Probing Site-Specific Calmodulin Calcium and Lanthanide Affinity by Grafting

Abstract

Ca²⁺ binding is essential for the biological functions of calmodulin (CaM) as a trigger/sensor protein to regulate many biological processes in the Ca²⁺-signaling cascade. A challenge in understanding the mechanism of Ca²⁺ signaling is to obtain site-specific information about the Ca²⁺ binding properties of individual Ca²⁺-binding sites of EF-hand proteins, especially for CaM. In this paper, we report the first estimation of the intrinsic Ca²⁺ affinities of the four EF-hand loops of calmoduin (I−IV) by individually grafting into the domain 1 of CD2. Taking advantage of the Trp residues in the host protein, we first determined metal-binding affinities for Tb³⁺, Ca²⁺, and La³⁺ for all four grafted EF-loops using Tb³⁺ aromatic resonance energy transfer.

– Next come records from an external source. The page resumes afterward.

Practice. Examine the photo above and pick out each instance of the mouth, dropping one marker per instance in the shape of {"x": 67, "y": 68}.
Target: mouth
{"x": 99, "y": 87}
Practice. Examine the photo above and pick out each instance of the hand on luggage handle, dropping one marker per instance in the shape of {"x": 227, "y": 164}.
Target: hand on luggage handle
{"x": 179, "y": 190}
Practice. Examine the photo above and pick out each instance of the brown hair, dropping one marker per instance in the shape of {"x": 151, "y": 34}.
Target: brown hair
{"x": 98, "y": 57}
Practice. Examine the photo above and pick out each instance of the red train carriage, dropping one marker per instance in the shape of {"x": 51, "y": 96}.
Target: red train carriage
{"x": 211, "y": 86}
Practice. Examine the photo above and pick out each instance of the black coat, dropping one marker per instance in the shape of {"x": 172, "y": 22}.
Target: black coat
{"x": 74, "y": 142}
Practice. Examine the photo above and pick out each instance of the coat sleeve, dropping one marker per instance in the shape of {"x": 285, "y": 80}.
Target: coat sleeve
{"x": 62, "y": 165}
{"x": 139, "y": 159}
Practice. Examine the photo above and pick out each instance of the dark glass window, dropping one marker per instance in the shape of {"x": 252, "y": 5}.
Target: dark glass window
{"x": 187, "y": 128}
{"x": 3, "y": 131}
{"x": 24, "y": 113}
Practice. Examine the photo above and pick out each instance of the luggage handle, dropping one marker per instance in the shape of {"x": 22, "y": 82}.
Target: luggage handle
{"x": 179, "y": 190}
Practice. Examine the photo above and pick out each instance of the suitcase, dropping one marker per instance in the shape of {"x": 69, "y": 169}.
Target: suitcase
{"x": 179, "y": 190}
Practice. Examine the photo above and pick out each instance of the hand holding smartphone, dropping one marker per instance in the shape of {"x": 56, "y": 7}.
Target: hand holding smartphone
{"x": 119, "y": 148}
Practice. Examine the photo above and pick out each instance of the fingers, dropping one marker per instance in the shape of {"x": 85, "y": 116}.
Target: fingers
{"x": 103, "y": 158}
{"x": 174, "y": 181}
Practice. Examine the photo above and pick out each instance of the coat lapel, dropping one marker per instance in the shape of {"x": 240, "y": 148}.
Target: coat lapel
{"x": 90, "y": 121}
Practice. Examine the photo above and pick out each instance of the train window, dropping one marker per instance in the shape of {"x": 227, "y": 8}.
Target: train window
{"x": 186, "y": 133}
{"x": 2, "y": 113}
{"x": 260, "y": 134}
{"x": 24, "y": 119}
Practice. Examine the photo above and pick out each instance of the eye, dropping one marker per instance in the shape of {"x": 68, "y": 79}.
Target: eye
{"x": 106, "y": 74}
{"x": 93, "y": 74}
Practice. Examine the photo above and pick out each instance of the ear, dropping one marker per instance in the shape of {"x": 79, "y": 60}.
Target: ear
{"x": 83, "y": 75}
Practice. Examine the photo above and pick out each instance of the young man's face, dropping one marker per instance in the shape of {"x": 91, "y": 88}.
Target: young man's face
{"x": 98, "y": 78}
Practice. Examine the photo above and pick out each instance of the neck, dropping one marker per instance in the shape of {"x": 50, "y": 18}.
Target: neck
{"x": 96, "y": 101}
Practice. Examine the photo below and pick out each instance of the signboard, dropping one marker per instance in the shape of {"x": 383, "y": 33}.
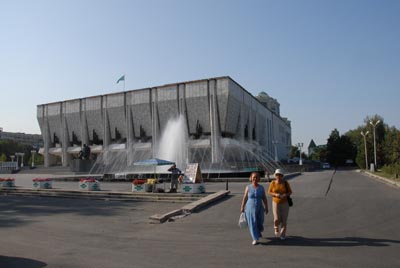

EF-loop I exhibits the strongest binding affinity for Ca²⁺, La³⁺, and Tb³⁺, while EF-loop IV has the weakest metal-binding affinity. EF-loops I−IV of CaM have dissociation constants for Ca²⁺ of 34, 245, 185, and 814 μM, respectively, with the order I > III ≈ II > IV. These findings support a charge-ligand-balanced model in which both the number of negatively charged ligand residues and the balanced electrostatic dentate−dentate repulsion by the adjacent charged residues are two major determinants for the relative Ca²⁺-binding affinities of EF-loops in CaM. Our grafting method provides a new strategy to obtain site-specific Ca²⁺ binding properties and a better estimation of the cooperativity and conformational change contributions of coupled EF-hand proteins.